2016-09-24 21:25:05

by Nix

[permalink] [raw]
Subject: Trouble mounting metadata_csum ext4 filesystems with v4.7.x after c9274d891869880648c4ee9365df3ecc7ba2e285: not enough inode bytes checksummed?

[Resent with a few more people Cc:ed in and email addresses corrected,
since I made the mistake of using the addresses on the original
commits, which are in some cases no longer valid or simply the wrong
list entirely.]

So I ran into spurious metadata corruption warnings in v4.7.2 due to the
problem fixed by c9274d8. I applied an early version of the fix,
rebooted, and oh dear root filesystem mount failure with invalid
checksum errors.

The problem persists in v4.7.4, as seen here in qemu emulation on a raw
image dd'ed directly from the thing that won't boot, with a couple of
printk()s:

# mount /dev/vda /new-root/
[ 8.124692] EXT4-fs (vda): couldn't mount as ext3 due to feature incompatibilities
[ 8.126977] EXT4-fs (vda): couldn't mount as ext2 due to feature incompatibilities
[ 9.017980] Inode size 256 > good old size 128; fits in inode: 0
[ 8.134897] inode 8: provided: 5c50l; calculated: 36e1i
[ 8.135098] EXT4-fs error (device vda): ext4_iget:4479: inode #8: comm mount: checksum invalid
[ 8.138992] EXT4-fs (vda): no journal found
[ 8.165744] UDF-fs: warning (device vda): udf_fill_super: No partition found (2)
mount: mounting /dev/vda on /new-root/ failed: Invalid argument

I added a bit of printking to show the failure of the journal inode
checksum to pass muster. e2fsck (from e2fsprogs 1.43.1-14) is quite
happy with this filesystem.

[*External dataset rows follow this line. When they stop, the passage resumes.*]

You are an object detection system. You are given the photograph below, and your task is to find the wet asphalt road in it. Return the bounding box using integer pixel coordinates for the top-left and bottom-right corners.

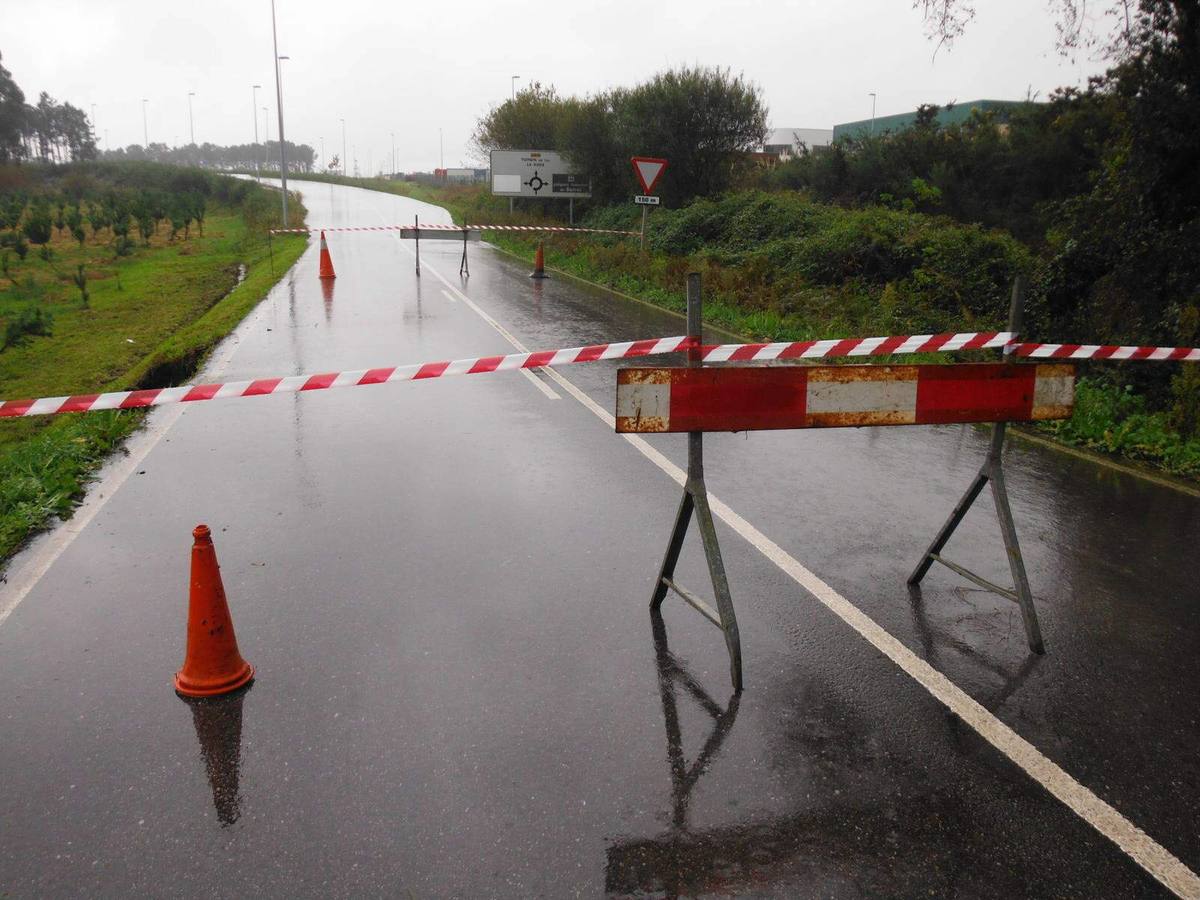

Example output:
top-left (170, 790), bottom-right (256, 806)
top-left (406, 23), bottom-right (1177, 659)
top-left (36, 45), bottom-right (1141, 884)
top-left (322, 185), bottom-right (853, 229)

Reverting c9274d8 makes everything happy
again (well, it does bring the original bug back, which is a rather
serious one, but other than that...):

[ 9.823032] EXT4-fs (vda): couldn't mount as ext3 due to feature incompatibilities
[ 9.824647] EXT4-fs (vda): couldn't mount as ext2 due to feature incompatibilities
[ 9.832593] inode 8: provided: 5c50l; calculated: 5c50i
[ 9.839253] inode 2: provided: d6ea92e9l; calculated: d6ea92e9i
[ 9.846947] EXT4-fs (vda): mounted filesystem with ordered data mode. Opts: (null)

So c9274d8 is clearly messing up the calculation of the checksum.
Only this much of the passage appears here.